Most trade schools for IT allow learners to select a concentration. Some schools call them minors or specializations. Options may include computer programming or ethical hacking. Many IT programs feature the classes below. However, keep in mind that classes vary by school.

  • Information Technology Foundations

    This class provides an overview of the various facets of information technology. Students learn how information technology plays a role in company communication. Learners examine the components of computer hardware and software. They also explore common IT troubleshooting techniques.
  • Cybersecurity Best Practices

    This class examines protocols for protecting digital information. Learners practice ethical hacking, which teaches how to defend programs against malicious attacks. The class typically involves reading case studies about landmark cybersecurity threats. Students discuss the efficiency of the cybersecurity response in each scenario.
  • Research in the Information Technology Field

    Enrollees learn how to construct an information technology study. While designing their own research project, learners study industry research papers. These studies aim to test theories. Upon course completion, students can submit their research findings to a journal for publication.

Career and Salary Outlook for IT Students

IT programs prepare learners for a variety of positions. Many jobs allow for remote working. IT professionals may provide in-house services for one company. Others provide technical support for a variety of clients at an agency.

IT professionals usually work during traditional business hours. However, they may need to work weekends and nights when unexpected technological issues arise. See below for three potential careers for graduates with an information technology degree. Click the embedded links for more information about each position.

  • Computer Systems Analysts

    These professionals ensure a company's computer systems run efficiently. They research new technology types and analyze the potential value they could add to an organization. Computer systems analysts also install and test new software and hardware. They oversee staff training on new technology.
  • Computer Support Specialists

    These workers provide assistance for local area networks and wide area networks. They also recommend preventative measures for computer safety. Computer support specialists help with tasks like data recovery and routine computer maintenance. They often help remotely, but some make in-person visits.
  • Network and Computer Systems Administrators

    These administrators ensure operations among network systems run smoothly. They determine necessary updates and work on repairs. These professionals respond to user inquiries and use automated monitoring system alerts to identify issues. They also teach computer users best practices for hardware and computer use.
Salary Potential and Growth Rate
Career Median Annual Salary Projected Growth Rate (2020-2030)
Computer Systems Analysts $93,730 7%
Computer Support Specialists $55,510 9%
Network and Computer Systems Administrators $84,810 5%

Source: BLS

Certification for IT Professionals

IT professionals can pursue many certification types depending on their desired career. For example, IT professionals who want to enter the information security field may become certified information systems security professionals. This globally recognized certification demonstrates core knowledge on information technology security.

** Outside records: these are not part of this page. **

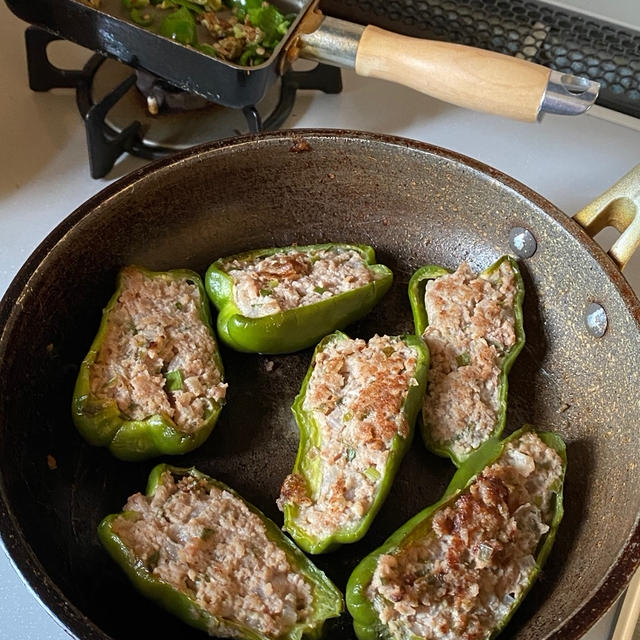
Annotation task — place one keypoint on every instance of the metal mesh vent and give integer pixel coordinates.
(563, 40)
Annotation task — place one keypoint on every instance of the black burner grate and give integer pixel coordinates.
(563, 40)
(106, 144)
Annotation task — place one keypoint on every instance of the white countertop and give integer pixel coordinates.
(45, 176)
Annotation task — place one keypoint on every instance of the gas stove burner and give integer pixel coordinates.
(182, 120)
(125, 109)
(161, 96)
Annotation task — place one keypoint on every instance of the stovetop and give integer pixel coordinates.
(45, 177)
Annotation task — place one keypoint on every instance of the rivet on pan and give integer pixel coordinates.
(595, 317)
(522, 242)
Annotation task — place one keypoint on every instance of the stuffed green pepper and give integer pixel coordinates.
(356, 412)
(286, 299)
(473, 327)
(459, 569)
(152, 382)
(197, 548)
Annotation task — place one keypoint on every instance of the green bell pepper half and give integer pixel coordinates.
(367, 624)
(293, 329)
(311, 436)
(100, 421)
(417, 285)
(327, 599)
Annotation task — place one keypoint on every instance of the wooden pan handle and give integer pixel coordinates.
(469, 77)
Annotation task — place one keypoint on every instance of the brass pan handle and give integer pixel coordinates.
(618, 207)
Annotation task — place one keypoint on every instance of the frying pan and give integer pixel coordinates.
(415, 204)
(466, 76)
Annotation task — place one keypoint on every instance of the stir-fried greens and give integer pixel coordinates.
(241, 31)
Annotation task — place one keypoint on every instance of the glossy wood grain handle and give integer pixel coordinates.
(465, 76)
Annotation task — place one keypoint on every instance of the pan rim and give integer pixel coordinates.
(19, 551)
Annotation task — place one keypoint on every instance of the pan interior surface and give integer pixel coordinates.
(415, 205)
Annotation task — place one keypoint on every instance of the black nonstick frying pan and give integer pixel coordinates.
(578, 373)
(466, 76)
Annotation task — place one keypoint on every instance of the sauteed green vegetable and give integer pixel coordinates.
(241, 31)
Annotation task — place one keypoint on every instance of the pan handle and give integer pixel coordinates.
(466, 76)
(618, 207)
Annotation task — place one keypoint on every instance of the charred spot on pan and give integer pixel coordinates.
(300, 146)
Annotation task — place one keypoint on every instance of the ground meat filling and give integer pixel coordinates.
(289, 279)
(471, 328)
(208, 544)
(157, 357)
(355, 395)
(474, 559)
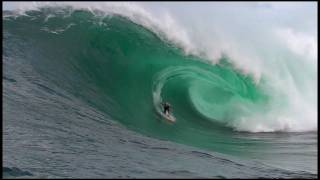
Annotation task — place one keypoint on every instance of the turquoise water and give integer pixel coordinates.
(123, 71)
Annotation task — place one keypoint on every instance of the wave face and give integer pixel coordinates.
(125, 69)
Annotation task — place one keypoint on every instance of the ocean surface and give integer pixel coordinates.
(81, 99)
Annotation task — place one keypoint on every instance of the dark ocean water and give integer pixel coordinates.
(81, 94)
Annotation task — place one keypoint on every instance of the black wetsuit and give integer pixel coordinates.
(166, 108)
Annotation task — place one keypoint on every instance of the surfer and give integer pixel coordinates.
(166, 108)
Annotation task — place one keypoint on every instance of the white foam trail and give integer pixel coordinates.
(253, 36)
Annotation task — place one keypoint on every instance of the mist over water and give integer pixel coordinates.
(241, 78)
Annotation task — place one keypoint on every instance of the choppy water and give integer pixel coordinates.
(81, 91)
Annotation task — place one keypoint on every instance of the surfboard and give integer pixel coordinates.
(168, 117)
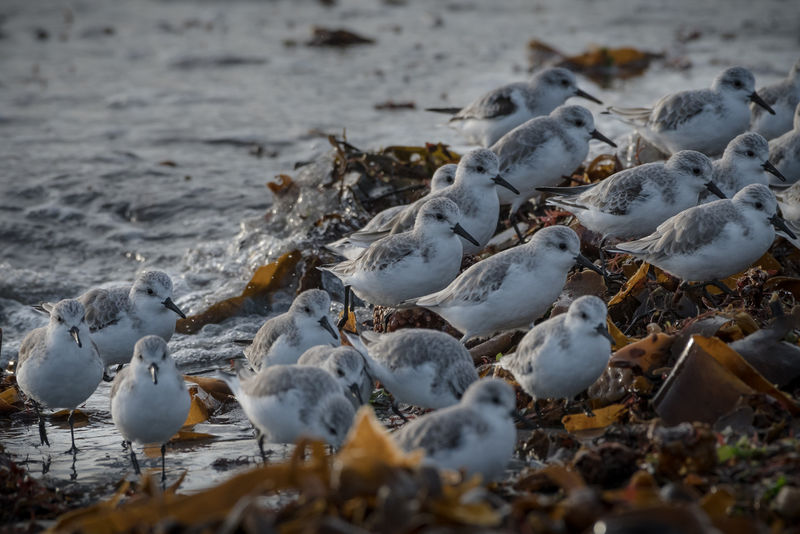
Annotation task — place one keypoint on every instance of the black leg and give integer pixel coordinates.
(42, 430)
(134, 461)
(73, 450)
(163, 464)
(346, 308)
(397, 412)
(260, 440)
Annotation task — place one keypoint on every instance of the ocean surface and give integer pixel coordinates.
(142, 134)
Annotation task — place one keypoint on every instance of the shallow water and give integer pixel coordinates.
(142, 133)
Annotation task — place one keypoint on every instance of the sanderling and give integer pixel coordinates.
(58, 365)
(409, 264)
(283, 338)
(784, 151)
(477, 435)
(564, 355)
(351, 248)
(544, 150)
(287, 402)
(783, 96)
(149, 399)
(632, 203)
(347, 365)
(511, 289)
(475, 193)
(501, 110)
(712, 241)
(744, 162)
(700, 119)
(418, 366)
(119, 317)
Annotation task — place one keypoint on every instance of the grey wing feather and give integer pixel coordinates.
(441, 431)
(674, 110)
(684, 232)
(104, 306)
(473, 285)
(495, 103)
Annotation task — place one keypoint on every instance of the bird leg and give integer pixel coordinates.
(71, 419)
(134, 461)
(163, 464)
(346, 309)
(42, 430)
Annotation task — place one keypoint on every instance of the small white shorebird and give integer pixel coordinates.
(564, 355)
(784, 151)
(383, 221)
(543, 150)
(699, 119)
(347, 365)
(632, 203)
(287, 402)
(149, 399)
(511, 289)
(475, 193)
(477, 435)
(409, 264)
(501, 110)
(715, 240)
(283, 338)
(58, 365)
(119, 317)
(783, 97)
(744, 162)
(418, 366)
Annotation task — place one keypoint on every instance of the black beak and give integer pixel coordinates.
(770, 168)
(499, 180)
(459, 230)
(583, 94)
(154, 372)
(760, 101)
(711, 186)
(583, 261)
(326, 324)
(74, 333)
(172, 306)
(602, 329)
(356, 393)
(780, 224)
(600, 137)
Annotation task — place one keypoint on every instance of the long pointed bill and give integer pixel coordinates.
(74, 333)
(583, 261)
(172, 306)
(770, 168)
(326, 324)
(499, 180)
(711, 186)
(583, 94)
(459, 230)
(760, 102)
(356, 393)
(154, 372)
(600, 137)
(780, 224)
(602, 329)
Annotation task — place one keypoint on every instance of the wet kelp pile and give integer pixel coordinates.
(692, 428)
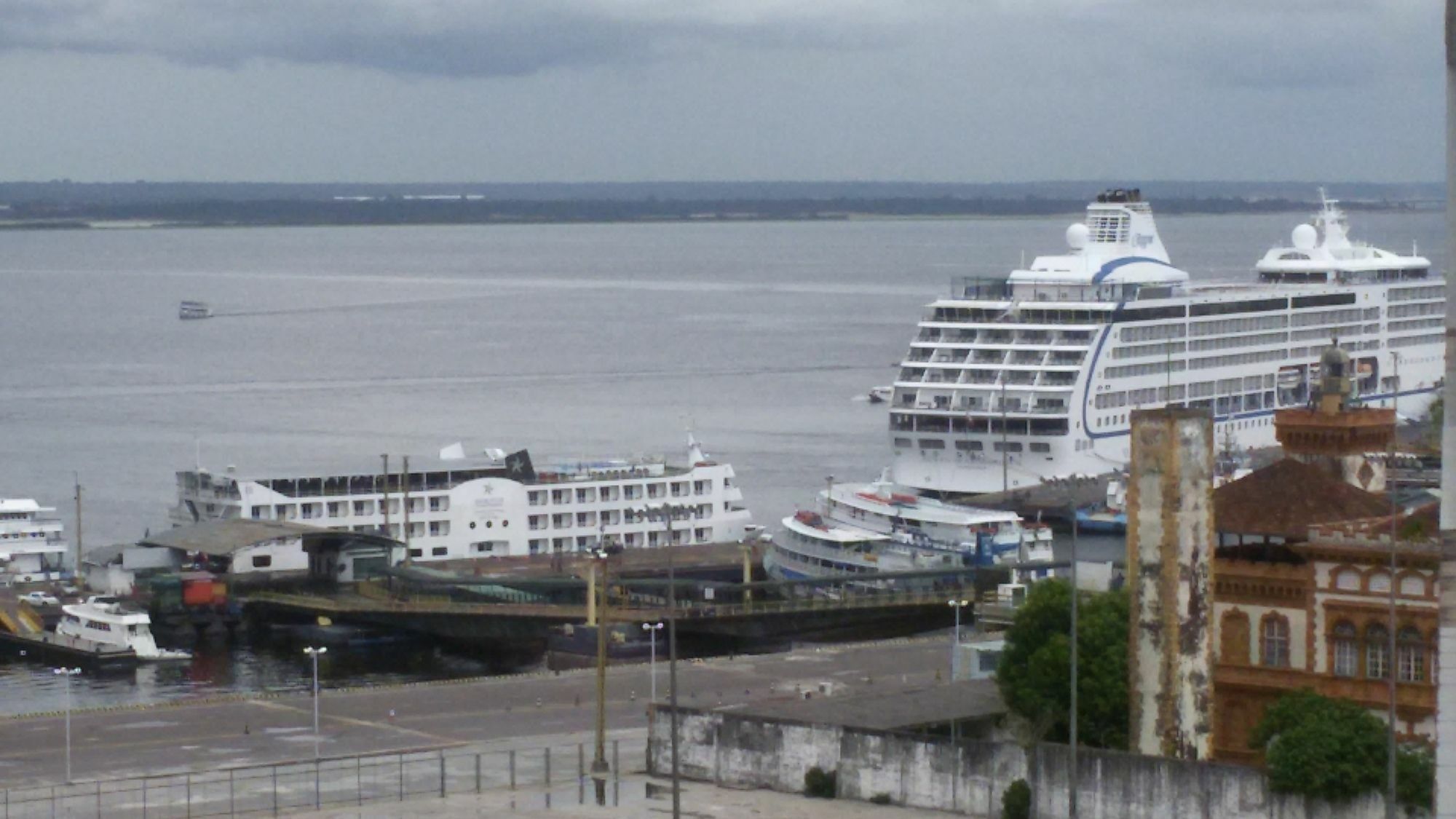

The certification requires a performance-based exam. The test takes up to 90 minutes to complete and costs $380. Candidates must earn at least a 750 on a scale from 100-900.

IT professionals can also earn certifications through computer companies like Microsoft and Apple. Apple provides certification for support professionals. For example, professionals can become Microsoft-certified cybersecurity architect experts or Azure engineer associates.

Many certifications require continuing education (CE). Professionals should budget for extra fees. However, some employers pay for certification and CE fees. Many CE classes run online.